Lathyrus latifolius is a long-lived perennial usually seen in a bright magenta and often taking hold on the sunny sides of railway embankments. Perhaps these plants, often seen with running asters, were originally an escapee, hurled over a fence for being too vigorous in garden company. They could just as easily have been flung over the fence naturally, their seedpods splitting on a hot day, cracking open and catapulting their contents.
I have ‘White Pearl’, a clean creamy form here and I plan for there to be a flotsam of lathyrus to sit amongst the choppy hollows of the spent meadows. I plant twenty or so every year, which I raise from seed to extend their domain. You have to get to the seed as the pods dry and brown, but before they rupture and the seeds are jettisoned. Sown fresh they are often up in the autumn to overwinter in the frame to be the right size to plant out the following spring.
Being nitrogen fixing, the peas are happy to take to poor ground and where the company isn’t too vigorous on the dry banks they rise up and take hold as the meadows around them begin to fade.
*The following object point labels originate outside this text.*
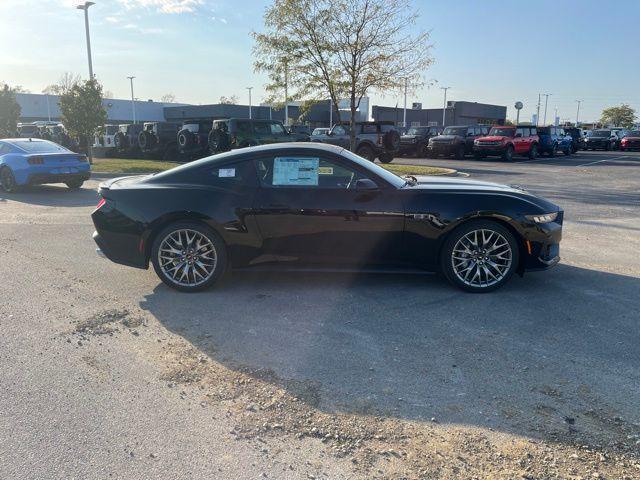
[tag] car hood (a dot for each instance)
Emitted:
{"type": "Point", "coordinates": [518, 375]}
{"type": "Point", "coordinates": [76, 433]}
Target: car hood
{"type": "Point", "coordinates": [455, 184]}
{"type": "Point", "coordinates": [445, 138]}
{"type": "Point", "coordinates": [493, 138]}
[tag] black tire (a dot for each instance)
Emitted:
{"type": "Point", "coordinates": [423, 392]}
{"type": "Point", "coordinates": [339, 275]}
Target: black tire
{"type": "Point", "coordinates": [366, 152]}
{"type": "Point", "coordinates": [218, 141]}
{"type": "Point", "coordinates": [8, 180]}
{"type": "Point", "coordinates": [447, 257]}
{"type": "Point", "coordinates": [507, 156]}
{"type": "Point", "coordinates": [385, 157]}
{"type": "Point", "coordinates": [391, 140]}
{"type": "Point", "coordinates": [219, 248]}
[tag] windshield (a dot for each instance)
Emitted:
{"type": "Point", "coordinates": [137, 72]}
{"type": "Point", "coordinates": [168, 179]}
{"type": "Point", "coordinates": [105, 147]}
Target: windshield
{"type": "Point", "coordinates": [39, 146]}
{"type": "Point", "coordinates": [462, 131]}
{"type": "Point", "coordinates": [502, 132]}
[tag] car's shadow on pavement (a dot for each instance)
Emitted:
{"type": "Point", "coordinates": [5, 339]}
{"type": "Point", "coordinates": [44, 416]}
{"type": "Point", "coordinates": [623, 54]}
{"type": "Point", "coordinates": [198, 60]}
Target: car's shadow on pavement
{"type": "Point", "coordinates": [53, 195]}
{"type": "Point", "coordinates": [553, 355]}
We have the narrow-leaved everlasting pea, Lathyrus sylvestris here also. The seed originally came as a gift from my friend Jane who collected it on the cliffs above Branscombe Bay in Devon. Though it is naturalised in many parts of Britain it is speculated that it wasn’t also an escapee originally. It is a pretty thing with small flowers of a dull rose-pink and growth that reminds me of a stick insect. Long, straight limbs to rise up and above the competition and tendrils that allow it to attach and suspend itself in a scaffolding of growth using nothing more than the spent stems of the grasses to provide purchase. Touch the plant and you can feel how structural its cage of growth becomes despite its delicate appearance.
I would not plant either pea in the garden for fear of being over-run, as they are more than capable of growing to 2 metres in a season. Neither have scent, but this is a small price to pay for such a welcome interlude in the high and teetering summer.